La première de Philippe Besson est sympa, je ne connaissais pas du tout sa plume et ce fut une belle découverte. Elle finit sur une note positive et inattendue. Par contre, la nouvelle de Françoise Bourdin sonnait faux et les dialogues s’enchaînaient avec peu de fluidité.
Maxime Chattam est perturbant surtout à la fin. C’est terrible.
Celle de Karine Giebel est une relecture et toujours un coup de cœur. Elle prend à la gorge. Elle est bouleversante et tellement émouvante.
Par contre, la nouvelle d’Alexandra Lapierre est franchement bof, une histoire assez creuse.

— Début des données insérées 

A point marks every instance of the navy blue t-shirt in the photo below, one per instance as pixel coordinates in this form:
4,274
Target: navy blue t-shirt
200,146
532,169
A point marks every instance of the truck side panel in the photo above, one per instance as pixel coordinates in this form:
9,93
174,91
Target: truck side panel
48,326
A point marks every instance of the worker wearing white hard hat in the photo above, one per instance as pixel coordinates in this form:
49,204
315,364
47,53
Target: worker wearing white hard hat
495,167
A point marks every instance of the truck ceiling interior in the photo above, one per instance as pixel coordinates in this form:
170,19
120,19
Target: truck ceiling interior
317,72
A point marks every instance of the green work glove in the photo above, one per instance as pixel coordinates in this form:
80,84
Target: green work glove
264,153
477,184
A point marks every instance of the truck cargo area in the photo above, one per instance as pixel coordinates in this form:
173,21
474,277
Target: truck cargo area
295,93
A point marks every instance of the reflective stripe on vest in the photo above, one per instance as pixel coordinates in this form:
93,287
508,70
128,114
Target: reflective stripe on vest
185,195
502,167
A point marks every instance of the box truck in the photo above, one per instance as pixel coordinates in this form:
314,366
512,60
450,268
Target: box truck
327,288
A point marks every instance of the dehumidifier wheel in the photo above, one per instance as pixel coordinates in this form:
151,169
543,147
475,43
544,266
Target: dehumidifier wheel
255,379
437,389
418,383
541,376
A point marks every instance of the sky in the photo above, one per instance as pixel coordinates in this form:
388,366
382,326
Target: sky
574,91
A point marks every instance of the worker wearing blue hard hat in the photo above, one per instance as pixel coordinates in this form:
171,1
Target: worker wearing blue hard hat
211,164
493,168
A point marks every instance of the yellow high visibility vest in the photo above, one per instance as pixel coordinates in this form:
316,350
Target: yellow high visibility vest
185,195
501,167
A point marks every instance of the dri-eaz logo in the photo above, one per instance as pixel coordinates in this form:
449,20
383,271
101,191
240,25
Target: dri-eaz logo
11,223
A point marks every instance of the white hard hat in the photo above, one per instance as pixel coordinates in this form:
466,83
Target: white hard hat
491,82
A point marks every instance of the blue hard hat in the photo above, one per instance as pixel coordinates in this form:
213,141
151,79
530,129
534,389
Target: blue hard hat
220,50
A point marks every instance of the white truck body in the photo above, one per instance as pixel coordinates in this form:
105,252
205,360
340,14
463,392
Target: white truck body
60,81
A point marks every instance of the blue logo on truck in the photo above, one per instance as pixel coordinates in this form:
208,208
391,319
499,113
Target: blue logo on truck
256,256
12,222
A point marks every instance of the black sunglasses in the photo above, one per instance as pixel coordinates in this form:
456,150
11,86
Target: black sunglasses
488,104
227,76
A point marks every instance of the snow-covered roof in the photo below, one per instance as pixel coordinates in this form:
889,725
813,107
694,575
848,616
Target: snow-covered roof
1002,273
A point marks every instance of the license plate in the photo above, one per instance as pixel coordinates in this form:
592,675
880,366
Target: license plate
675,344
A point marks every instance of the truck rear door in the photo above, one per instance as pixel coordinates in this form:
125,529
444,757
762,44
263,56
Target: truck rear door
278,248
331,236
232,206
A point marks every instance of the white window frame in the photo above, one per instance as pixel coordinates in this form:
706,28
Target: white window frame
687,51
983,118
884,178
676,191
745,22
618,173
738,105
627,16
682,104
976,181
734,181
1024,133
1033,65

Et celle d’Agnès Martin-Lugand est pareille. Elle est un peu trop faible en émotion. Disons qu’elle est loin de décrire le côté sympa d’une crémaillère. Donc, au revoir l’évasion ! J’ai ensuite découvert Véronique Ovaldé, mais sa nouvelle est bien loin de la thématique fête. Elle est assez bizarre mais le final m’a plu : un beau message.
Romain Puertolas est sympa et drôle. C’est une bouffée d’air frais.

En résumé : J’ai fini. Je suis contente même si la plupart des nouvelles sont déprimantes. Il n’y a que quelques nouvelles qui ont su me happer en quelques lignes : Philippe Besson, Tatiana de Rosnay, Karine Giebel et Romain Puertolas.

Note : 3.5 sur 5.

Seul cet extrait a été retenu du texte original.